FAQFAQ   SearchSearch   MemberlistMemberlist   UsergroupsUsergroups 
 ProfileProfile   PreferencesPreferences   Log in to check your private messagesLog in to check your private messages   Log inLog in 
Forum index » Science and Technology » Math » Undergraduate
Variance
Post new topic   Reply to topic Page 1 of 1 [9 Posts] View previous topic :: View next topic
Author Message
standelds
science forum addict


Joined: 09 Sep 2005
Posts: 55

PostPosted: Sun Jun 11, 2006 6:46 am    Post subject: Variance Reply with quote

A friend of mine asked me this the other day, and I was stuck not knowing
the answer. I was slightly embarassed as I am in the senior year of a BS in
math.

In the formula for sample variance,

s^2 = sum(x - mean(x))^2/(n-1)

why do you subtract one from the sample size?

Thanks,
Dustin
Back to top
matt271829-news@yahoo.co.
science forum Guru


Joined: 11 Sep 2005
Posts: 846

PostPosted: Sun Jun 11, 2006 10:53 am    Post subject: Re: Variance Reply with quote

standelds wrote:
Quote:
A friend of mine asked me this the other day, and I was stuck not knowing
the answer. I was slightly embarassed as I am in the senior year of a BS in
math.

In the formula for sample variance,

s^2 = sum(x - mean(x))^2/(n-1)

why do you subtract one from the sample size?

Thanks,
Dustin

If you calculate the mean from the sample, and then use this sample
mean to calculate the sample variance, then the obvious calculation s^2
= sum(x - mean(x))^2/n will be biased, in the sense that if you took a
sample of size n very many times, calculated the variance in this way
for each sample, and then averaged the variances, the result would not
converge to the true variance of the population.
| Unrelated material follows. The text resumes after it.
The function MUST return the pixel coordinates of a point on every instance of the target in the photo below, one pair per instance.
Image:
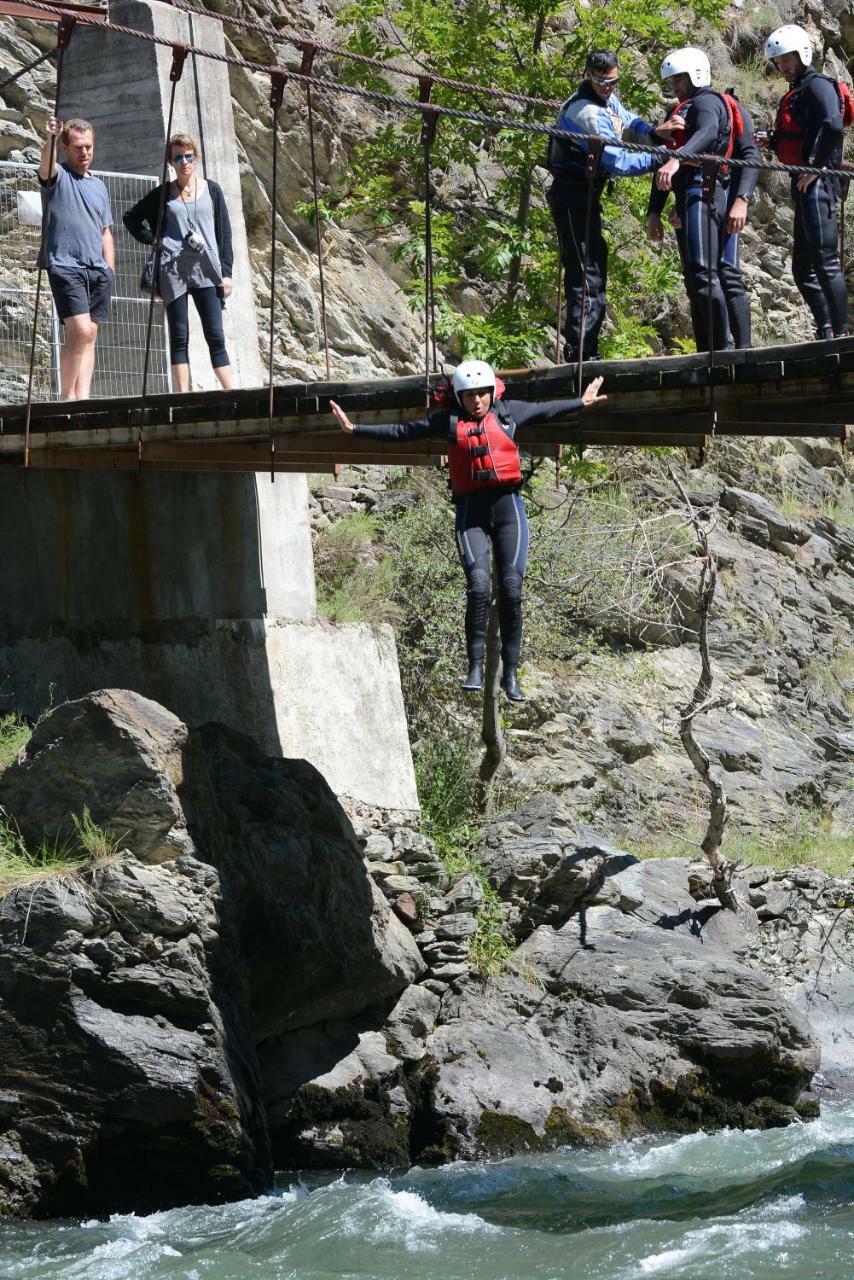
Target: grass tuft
(22, 867)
Intuitively, the reason is that the sample mean will tend to be biased
towards the "centre" of the sample values, so the deviations from the
sample mean will tend to be lower than from the true mean.
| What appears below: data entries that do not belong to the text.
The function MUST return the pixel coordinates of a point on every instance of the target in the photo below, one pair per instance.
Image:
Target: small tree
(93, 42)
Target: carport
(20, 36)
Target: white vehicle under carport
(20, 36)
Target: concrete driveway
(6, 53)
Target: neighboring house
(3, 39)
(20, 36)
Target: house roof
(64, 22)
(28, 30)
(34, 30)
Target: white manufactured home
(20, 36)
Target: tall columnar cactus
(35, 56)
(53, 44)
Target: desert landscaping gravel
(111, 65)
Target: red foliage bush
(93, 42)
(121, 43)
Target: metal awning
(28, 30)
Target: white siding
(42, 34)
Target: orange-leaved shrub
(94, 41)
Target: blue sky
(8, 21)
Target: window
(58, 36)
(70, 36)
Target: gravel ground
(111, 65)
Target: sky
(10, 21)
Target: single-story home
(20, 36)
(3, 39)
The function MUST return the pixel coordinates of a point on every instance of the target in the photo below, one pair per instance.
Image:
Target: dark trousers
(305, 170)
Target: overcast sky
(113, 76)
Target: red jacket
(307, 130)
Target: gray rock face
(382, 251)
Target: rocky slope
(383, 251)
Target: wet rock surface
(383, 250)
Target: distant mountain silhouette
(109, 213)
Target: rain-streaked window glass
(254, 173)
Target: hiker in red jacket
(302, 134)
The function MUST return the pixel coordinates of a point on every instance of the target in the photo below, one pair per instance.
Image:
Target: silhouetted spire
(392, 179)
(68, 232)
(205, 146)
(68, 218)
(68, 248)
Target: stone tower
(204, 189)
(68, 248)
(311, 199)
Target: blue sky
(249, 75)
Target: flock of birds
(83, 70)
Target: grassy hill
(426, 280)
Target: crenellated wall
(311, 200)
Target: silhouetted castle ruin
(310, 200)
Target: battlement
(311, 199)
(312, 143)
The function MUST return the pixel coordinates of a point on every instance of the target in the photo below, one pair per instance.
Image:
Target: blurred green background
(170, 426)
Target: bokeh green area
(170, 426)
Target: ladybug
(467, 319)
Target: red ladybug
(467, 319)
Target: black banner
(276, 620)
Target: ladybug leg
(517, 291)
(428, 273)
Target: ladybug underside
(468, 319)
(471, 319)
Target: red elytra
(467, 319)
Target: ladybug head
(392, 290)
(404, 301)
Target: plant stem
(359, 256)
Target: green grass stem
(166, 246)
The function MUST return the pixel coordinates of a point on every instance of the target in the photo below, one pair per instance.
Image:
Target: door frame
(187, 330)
The "n - 1 correction" adjusts for this underestimation, and gives an
unbiased estimate of the true population variance.

However, if in the variance calculation you use the true mean (as, say,
known from theory) rather than the sample mean, then the "n - 1
correction" should *not* be used.
Back to top
Stan Brown
science forum Guru Wannabe


Joined: 06 May 2005
Posts: 279

PostPosted: Sun Jun 11, 2006 2:14 pm    Post subject: Re: Variance Reply with quote

Sun, 11 Jun 2006 06:46:05 GMT from standelds
<standelds@hawaii.rr.com>:
Quote:
A friend of mine asked me this the other day, and I was stuck not knowing
the answer. I was slightly embarassed as I am in the senior year of a BS in
math.

In the formula for sample variance,

s^2 = sum(x - mean(x))^2/(n-1)

why do you subtract one from the sample size?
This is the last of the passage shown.